We acknowledge that the small sample size was a major limitation of this study. Furthermore, the short follow-up period may have weakened the statistical power to detect an association between the prognosis and biomarkers. In the future, it will be necessary to conduct large-scale case-control studies and prospective observations in order to validate the clinical significance of AD-related biomarkers in patients with CNS HSV and VZV infections.
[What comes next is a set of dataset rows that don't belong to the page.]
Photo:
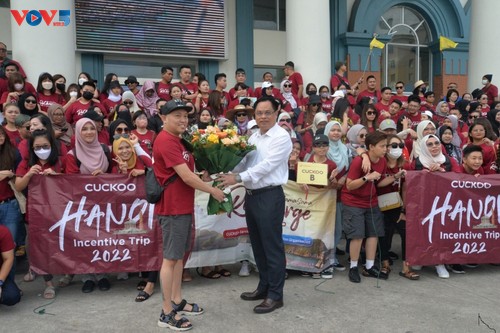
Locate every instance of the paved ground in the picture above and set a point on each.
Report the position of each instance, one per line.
(336, 305)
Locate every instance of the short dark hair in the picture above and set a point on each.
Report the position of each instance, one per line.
(471, 149)
(218, 76)
(374, 137)
(270, 99)
(164, 69)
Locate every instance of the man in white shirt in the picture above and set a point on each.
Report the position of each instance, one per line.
(266, 170)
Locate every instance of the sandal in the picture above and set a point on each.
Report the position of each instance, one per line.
(65, 281)
(209, 275)
(141, 285)
(195, 308)
(169, 321)
(224, 272)
(30, 276)
(142, 296)
(49, 292)
(410, 275)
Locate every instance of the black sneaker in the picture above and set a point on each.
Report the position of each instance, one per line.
(354, 275)
(374, 272)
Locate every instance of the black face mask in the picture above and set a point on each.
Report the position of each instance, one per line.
(61, 87)
(87, 95)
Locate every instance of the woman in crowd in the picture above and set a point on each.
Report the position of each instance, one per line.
(44, 160)
(202, 96)
(62, 130)
(10, 112)
(369, 118)
(147, 97)
(89, 157)
(394, 218)
(146, 137)
(431, 158)
(446, 136)
(46, 92)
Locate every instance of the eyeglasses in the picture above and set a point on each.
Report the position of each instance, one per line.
(121, 130)
(396, 145)
(37, 148)
(434, 143)
(264, 114)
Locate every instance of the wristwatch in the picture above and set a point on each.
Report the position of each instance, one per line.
(237, 177)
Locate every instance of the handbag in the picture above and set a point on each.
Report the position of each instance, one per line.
(389, 201)
(154, 189)
(21, 199)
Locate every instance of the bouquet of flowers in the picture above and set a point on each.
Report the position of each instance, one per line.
(217, 151)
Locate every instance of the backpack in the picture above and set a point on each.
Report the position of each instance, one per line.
(154, 189)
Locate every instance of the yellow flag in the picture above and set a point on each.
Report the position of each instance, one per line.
(376, 43)
(446, 43)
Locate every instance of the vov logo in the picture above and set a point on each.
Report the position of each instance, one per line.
(35, 17)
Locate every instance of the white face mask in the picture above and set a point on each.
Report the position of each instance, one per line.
(395, 152)
(43, 154)
(47, 85)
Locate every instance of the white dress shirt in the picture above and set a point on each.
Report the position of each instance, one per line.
(268, 164)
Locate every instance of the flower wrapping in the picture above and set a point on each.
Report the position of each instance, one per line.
(217, 151)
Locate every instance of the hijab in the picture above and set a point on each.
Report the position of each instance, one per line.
(91, 155)
(148, 103)
(133, 158)
(425, 156)
(66, 137)
(288, 95)
(337, 151)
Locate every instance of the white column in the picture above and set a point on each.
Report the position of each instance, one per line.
(483, 50)
(308, 39)
(44, 48)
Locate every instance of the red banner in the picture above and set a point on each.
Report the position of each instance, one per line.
(452, 218)
(86, 224)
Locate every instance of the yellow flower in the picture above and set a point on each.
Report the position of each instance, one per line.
(213, 138)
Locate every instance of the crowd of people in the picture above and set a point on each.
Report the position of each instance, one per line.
(368, 138)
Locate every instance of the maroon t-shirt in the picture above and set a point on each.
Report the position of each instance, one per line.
(178, 197)
(366, 195)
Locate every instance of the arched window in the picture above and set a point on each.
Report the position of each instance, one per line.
(406, 56)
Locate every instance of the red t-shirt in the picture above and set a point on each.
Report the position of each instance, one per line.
(6, 241)
(146, 140)
(178, 197)
(296, 80)
(366, 195)
(76, 111)
(47, 100)
(163, 91)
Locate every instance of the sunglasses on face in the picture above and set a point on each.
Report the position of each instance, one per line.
(396, 145)
(121, 130)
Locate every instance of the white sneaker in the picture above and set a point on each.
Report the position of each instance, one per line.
(442, 272)
(245, 269)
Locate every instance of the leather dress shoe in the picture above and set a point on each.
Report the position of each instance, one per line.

In conclusion, this study demonstrated significantly decreased CSF Aβ1-42, Aβ1-40, and Aβ1-42/ Aβ1-40 ratio and increased t-tau and p-tau in the HSV/VZV group. In addition, CSF sTREM2, a marker reflecting the extent of microglial inflammation, and GFAP, a marker of astrocytic damage, were elevated in the HSV/VZV group compared with the control group. The CSF profile of decreased Aβ1-42 and increased t-tau and p-tau is known as the “AD signature”. In particular, elevated CSF p181-tau was recognized as reflecting the presence of AD pathology. Moreover, increased sTREM2 and GFAP in CSF are also identical to those reported as biomarker changes in patients with AD. The fact that the biomarker profile in patients with CNS HSV and VZV infections mimics that in AD patients should be paid attention to as a pitfall in CSF biomarker-based diagnosis of AD. CSF NfL levels were significantly correlated with the disease severity and a poor outcome after age adjustment. The CSF NfL concentration on admission may be useful as a predictive marker of the severity and prognosis in patients with CNS HSV and VZV infections.